One lesson from AIS, however, is the difficulty of obtaining traction for any voluntary threat intelligence sharing programme, at least when such a programme is “sub-scale.” Like any network-based model, the marginal value derived from AIS is small for the first few participants, even given the public sector’s contribution. However, as AIS becomes broadly adopted, each marginal would-be participant would likely derive greater value and thus more would join (a version of a “flywheel” effect).
Connecting policy to values
Research, data and intelligence-sharing policy implicate a number of values including, most importantly, security, economic value, accountability and fairness:
- Greater data sharing is likely to lead to greater security, particularly over the longer term. In the short run, greater data sharing may have an ambiguous impact as security practitioners learn to use and deploy analytical tools to ingest and process more data and draw insights. However, in the long run, as simpler forms of data analysis become automated and accessible tools augment human reasoning, greater data sharing should lead to greater collective security.
- Greater security will be realized over the longer term, meaning that the economic value of reduced costs from cyberincidents will also be realized over the longer term. That said, in the short term, greater data sharing is likely to impose significant capital and operating expenditures. Not only will sharing at machine speed require investing in new tools, but intelligently leveraging these tools and training new cyberprofessionals to use and embed them as part of the security workflow will be costly.

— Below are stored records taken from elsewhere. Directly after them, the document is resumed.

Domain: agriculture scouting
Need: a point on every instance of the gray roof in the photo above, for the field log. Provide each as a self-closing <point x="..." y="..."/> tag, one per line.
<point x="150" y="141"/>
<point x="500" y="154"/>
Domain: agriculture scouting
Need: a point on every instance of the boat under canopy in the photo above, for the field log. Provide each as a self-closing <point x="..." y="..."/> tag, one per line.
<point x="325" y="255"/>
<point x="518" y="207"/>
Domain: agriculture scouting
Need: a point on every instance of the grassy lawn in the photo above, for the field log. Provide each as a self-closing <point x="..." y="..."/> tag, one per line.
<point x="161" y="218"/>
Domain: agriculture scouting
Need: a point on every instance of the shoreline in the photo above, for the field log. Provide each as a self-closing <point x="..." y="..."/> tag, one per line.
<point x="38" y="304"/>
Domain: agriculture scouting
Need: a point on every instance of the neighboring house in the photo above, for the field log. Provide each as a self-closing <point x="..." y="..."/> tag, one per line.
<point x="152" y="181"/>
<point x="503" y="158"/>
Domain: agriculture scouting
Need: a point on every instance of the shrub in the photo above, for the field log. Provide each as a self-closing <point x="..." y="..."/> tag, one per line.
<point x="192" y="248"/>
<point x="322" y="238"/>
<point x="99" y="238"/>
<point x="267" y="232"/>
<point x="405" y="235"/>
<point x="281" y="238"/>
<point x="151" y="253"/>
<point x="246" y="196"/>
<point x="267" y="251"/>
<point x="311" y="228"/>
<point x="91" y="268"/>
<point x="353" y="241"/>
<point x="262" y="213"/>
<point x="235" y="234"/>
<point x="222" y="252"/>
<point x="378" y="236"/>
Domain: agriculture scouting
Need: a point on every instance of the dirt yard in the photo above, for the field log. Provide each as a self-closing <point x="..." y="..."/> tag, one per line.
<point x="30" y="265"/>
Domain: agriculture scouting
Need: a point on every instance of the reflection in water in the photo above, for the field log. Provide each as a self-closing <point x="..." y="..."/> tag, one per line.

- Greater data sharing generally increases accountability for all ecosystem participants. Entities in the public and private sectors will need to take responsibility both for contributing actionable intelligence and for acting on the intelligence shared by ecosystem participants. Divergent sharing models, for example mandating the private sector to share intelligence with the public sector without a reciprocal demand, result in differential accountability. In the example, the private sector has increased accountability whereas the public sector does not.